CCleaner hacked by malware creators
Everyone knows what to expect from pirated software or malicious pop-ups. It is far worse when the threat lies where you expect the least – a seemingly trustworthy application from a reputable company.
Unfortunately, this kind of attacks is not as rare as you might want them to be. Recently, CCleaner was discovered to carry a certain type of malware. This was discovered by Cisco’s Talos security team. The version in question is CCleaner 5.33, and there is a new version already, CCleaner 5.34. It fixed the bug and is safe to use.
CCleaner is a program for faster PC performance, created by Piriform, which is now owned by Avast. It should help its users clean their PC, protect their privacy, recover files, etc. However, the malicious attack has shaken things a little.
The Floxif infection
The software was infected with malware called Flofix sometime between August 15 and September 12. It is estimated that there are about 2.27 million people infected all over the world. Also, it was discovered that the virus was compatible only with 32-bit systems.
So, what actually happened? It turns out that the malware is a Trojan that gathers technical information about the users. This includes:
- IP address
- computer technical details
- programs installed on the device
- active programs
- network adapters
All this information is looked upon as non-sensitive, meaning that it does not contain private details about the user.

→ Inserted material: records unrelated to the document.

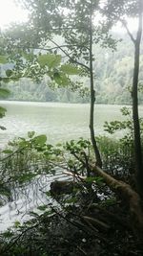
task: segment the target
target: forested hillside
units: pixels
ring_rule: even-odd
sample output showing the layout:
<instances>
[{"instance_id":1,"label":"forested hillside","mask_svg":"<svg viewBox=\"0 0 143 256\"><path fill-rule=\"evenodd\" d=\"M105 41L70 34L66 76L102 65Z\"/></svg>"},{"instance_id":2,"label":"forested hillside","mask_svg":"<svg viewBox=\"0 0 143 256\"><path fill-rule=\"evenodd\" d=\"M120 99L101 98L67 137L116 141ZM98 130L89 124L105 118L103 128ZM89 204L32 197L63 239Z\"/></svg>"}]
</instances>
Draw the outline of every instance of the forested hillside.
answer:
<instances>
[{"instance_id":1,"label":"forested hillside","mask_svg":"<svg viewBox=\"0 0 143 256\"><path fill-rule=\"evenodd\" d=\"M125 35L114 35L115 38L122 38L114 52L107 48L94 46L95 60L93 63L95 75L95 92L97 104L126 104L132 103L131 85L133 67L133 45ZM143 48L140 56L140 92L139 104L143 103ZM89 86L88 79L83 79L85 86ZM9 100L16 101L40 101L62 103L88 103L90 96L83 98L80 93L70 89L51 88L51 81L47 78L40 83L31 80L22 79L19 81L10 81L6 84L10 89Z\"/></svg>"}]
</instances>

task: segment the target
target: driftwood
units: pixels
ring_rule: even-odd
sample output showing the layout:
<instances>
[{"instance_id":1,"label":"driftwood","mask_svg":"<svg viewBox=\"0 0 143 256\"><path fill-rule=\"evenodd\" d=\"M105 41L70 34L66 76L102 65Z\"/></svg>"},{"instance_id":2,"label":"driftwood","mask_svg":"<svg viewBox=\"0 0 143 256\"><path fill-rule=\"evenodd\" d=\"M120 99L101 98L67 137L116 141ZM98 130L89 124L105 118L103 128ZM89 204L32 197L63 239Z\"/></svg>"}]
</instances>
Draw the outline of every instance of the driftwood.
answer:
<instances>
[{"instance_id":1,"label":"driftwood","mask_svg":"<svg viewBox=\"0 0 143 256\"><path fill-rule=\"evenodd\" d=\"M73 187L73 181L54 180L51 183L51 195L60 196L62 194L72 194Z\"/></svg>"},{"instance_id":2,"label":"driftwood","mask_svg":"<svg viewBox=\"0 0 143 256\"><path fill-rule=\"evenodd\" d=\"M103 177L112 191L117 193L121 198L127 201L131 215L131 227L139 238L143 239L143 201L140 196L129 184L116 180L101 168L92 166L92 170Z\"/></svg>"}]
</instances>

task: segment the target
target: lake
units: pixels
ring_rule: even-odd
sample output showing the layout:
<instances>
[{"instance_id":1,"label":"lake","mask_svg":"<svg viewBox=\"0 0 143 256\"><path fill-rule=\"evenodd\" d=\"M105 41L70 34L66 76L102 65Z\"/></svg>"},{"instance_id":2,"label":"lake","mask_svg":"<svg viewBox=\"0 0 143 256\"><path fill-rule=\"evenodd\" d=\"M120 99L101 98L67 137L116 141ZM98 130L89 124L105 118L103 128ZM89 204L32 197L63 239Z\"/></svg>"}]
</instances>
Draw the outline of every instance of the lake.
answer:
<instances>
[{"instance_id":1,"label":"lake","mask_svg":"<svg viewBox=\"0 0 143 256\"><path fill-rule=\"evenodd\" d=\"M28 103L1 101L7 108L6 117L1 119L0 148L15 136L27 136L28 131L46 134L50 143L66 141L79 137L90 137L90 105L60 103ZM105 121L123 119L121 105L95 105L95 135L103 134ZM143 107L140 107L143 116Z\"/></svg>"},{"instance_id":2,"label":"lake","mask_svg":"<svg viewBox=\"0 0 143 256\"><path fill-rule=\"evenodd\" d=\"M1 126L7 128L6 130L0 130L1 149L9 140L12 140L15 136L25 137L28 131L31 130L37 134L47 134L48 141L53 144L81 136L90 138L90 105L1 101L0 105L8 110L6 117L1 119ZM95 135L104 134L105 121L123 120L121 107L121 105L95 105ZM140 116L143 117L143 106L140 107ZM17 220L22 221L28 220L29 211L35 211L38 205L47 200L42 191L50 189L51 181L65 178L66 175L61 175L59 170L55 176L41 176L30 186L14 191L14 199L0 207L0 231L12 225Z\"/></svg>"}]
</instances>

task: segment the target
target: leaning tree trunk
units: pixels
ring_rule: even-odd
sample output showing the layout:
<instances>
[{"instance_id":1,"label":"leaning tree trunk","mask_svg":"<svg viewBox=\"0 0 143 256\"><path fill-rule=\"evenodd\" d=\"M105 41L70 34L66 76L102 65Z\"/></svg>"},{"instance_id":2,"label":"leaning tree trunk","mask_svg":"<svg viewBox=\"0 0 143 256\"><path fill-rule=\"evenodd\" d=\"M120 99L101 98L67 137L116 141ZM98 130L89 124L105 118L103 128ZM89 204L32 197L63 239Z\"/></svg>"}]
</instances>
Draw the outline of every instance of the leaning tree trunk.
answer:
<instances>
[{"instance_id":1,"label":"leaning tree trunk","mask_svg":"<svg viewBox=\"0 0 143 256\"><path fill-rule=\"evenodd\" d=\"M93 72L92 72L92 10L91 10L91 18L90 18L90 81L91 81L91 108L90 108L90 131L91 131L91 140L93 147L96 165L102 167L102 160L100 152L97 147L97 143L94 135L93 128L93 113L94 113L94 102L95 102L95 91L93 88Z\"/></svg>"},{"instance_id":2,"label":"leaning tree trunk","mask_svg":"<svg viewBox=\"0 0 143 256\"><path fill-rule=\"evenodd\" d=\"M136 39L134 43L134 69L133 79L133 136L134 136L134 158L135 158L135 178L136 187L138 193L143 197L143 159L142 159L142 149L141 149L141 138L140 138L140 125L138 116L138 74L139 74L139 56L140 56L140 43L142 35L142 0L139 0L139 24Z\"/></svg>"}]
</instances>

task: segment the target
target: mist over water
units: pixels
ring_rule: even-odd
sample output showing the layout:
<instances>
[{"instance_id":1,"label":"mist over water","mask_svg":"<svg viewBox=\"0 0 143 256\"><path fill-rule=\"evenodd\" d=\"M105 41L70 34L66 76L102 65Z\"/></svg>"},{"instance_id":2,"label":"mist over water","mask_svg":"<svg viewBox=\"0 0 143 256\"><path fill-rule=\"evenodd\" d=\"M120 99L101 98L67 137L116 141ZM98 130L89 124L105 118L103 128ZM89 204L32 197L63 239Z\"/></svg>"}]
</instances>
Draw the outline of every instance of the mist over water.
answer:
<instances>
[{"instance_id":1,"label":"mist over water","mask_svg":"<svg viewBox=\"0 0 143 256\"><path fill-rule=\"evenodd\" d=\"M28 131L46 134L50 143L79 137L90 138L90 105L59 103L1 102L7 108L1 119L0 148L15 137L26 137ZM105 121L123 119L121 105L96 105L94 109L95 135L104 133ZM141 107L143 116L143 108Z\"/></svg>"}]
</instances>

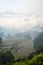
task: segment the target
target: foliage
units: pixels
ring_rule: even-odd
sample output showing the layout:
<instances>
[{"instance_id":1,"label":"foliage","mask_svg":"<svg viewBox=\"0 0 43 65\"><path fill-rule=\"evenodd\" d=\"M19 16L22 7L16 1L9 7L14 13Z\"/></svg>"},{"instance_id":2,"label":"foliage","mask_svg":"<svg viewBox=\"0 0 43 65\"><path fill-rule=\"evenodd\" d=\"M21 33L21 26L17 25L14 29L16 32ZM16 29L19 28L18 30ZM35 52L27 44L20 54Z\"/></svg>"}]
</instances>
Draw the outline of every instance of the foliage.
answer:
<instances>
[{"instance_id":1,"label":"foliage","mask_svg":"<svg viewBox=\"0 0 43 65\"><path fill-rule=\"evenodd\" d=\"M43 49L43 32L39 33L39 35L35 38L34 48Z\"/></svg>"}]
</instances>

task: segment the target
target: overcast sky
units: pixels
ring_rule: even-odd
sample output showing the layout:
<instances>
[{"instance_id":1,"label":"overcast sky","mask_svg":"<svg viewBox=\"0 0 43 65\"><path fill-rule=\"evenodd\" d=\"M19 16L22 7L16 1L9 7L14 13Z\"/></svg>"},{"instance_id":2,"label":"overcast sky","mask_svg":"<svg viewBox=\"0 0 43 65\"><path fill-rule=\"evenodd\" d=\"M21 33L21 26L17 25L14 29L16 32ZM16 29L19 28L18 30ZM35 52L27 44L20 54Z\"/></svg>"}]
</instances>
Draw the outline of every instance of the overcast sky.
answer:
<instances>
[{"instance_id":1,"label":"overcast sky","mask_svg":"<svg viewBox=\"0 0 43 65\"><path fill-rule=\"evenodd\" d=\"M5 15L5 12L15 14ZM42 22L43 0L0 0L0 26L27 29Z\"/></svg>"}]
</instances>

The information gathered was then sent to a server of the malware developers, the IP address of which was 220.127.116.11. On the infected computer, the malware also replaced a CBkdr.dll file with its own malicious version.
It is quite fortunate that Floxif was stopped in time, so the attack wasn’t as bad as it could have been. It could have implemented even worse actions.
The interesting fact is that Floxif was not noticed for such a long time. That’s because the malware used an intricate method of hiding from detection, even if the anti-malware application installed on the computer had the feature of sandbox. It turns out that there was a 601-second pause between the download of Floxif and its execution, and it was enough time to trick any security tool.
Fortunately, now Floxif is terminated as an update was released on September 13.Its users are encouraged to download the newest version in order to replace the infected one.
A new way to spread malware
The Floxif infection is an example of a new wave of attacks that use vulnerabilities in official programs, not just users’ computers. Because of this, developers must be much more careful when checking for possible infections in their software before launching updates.
Even though this CCleaner update contained malware, it is still recommended to update your applications as soon as possible. Software that is not updated possesses security holes, and it is much more common to get infected from old versions rather than the new ones.
Also, a good anti-malware tool should also help a lot, and you have to allow automatic updates so that the program would be at its peak at all times.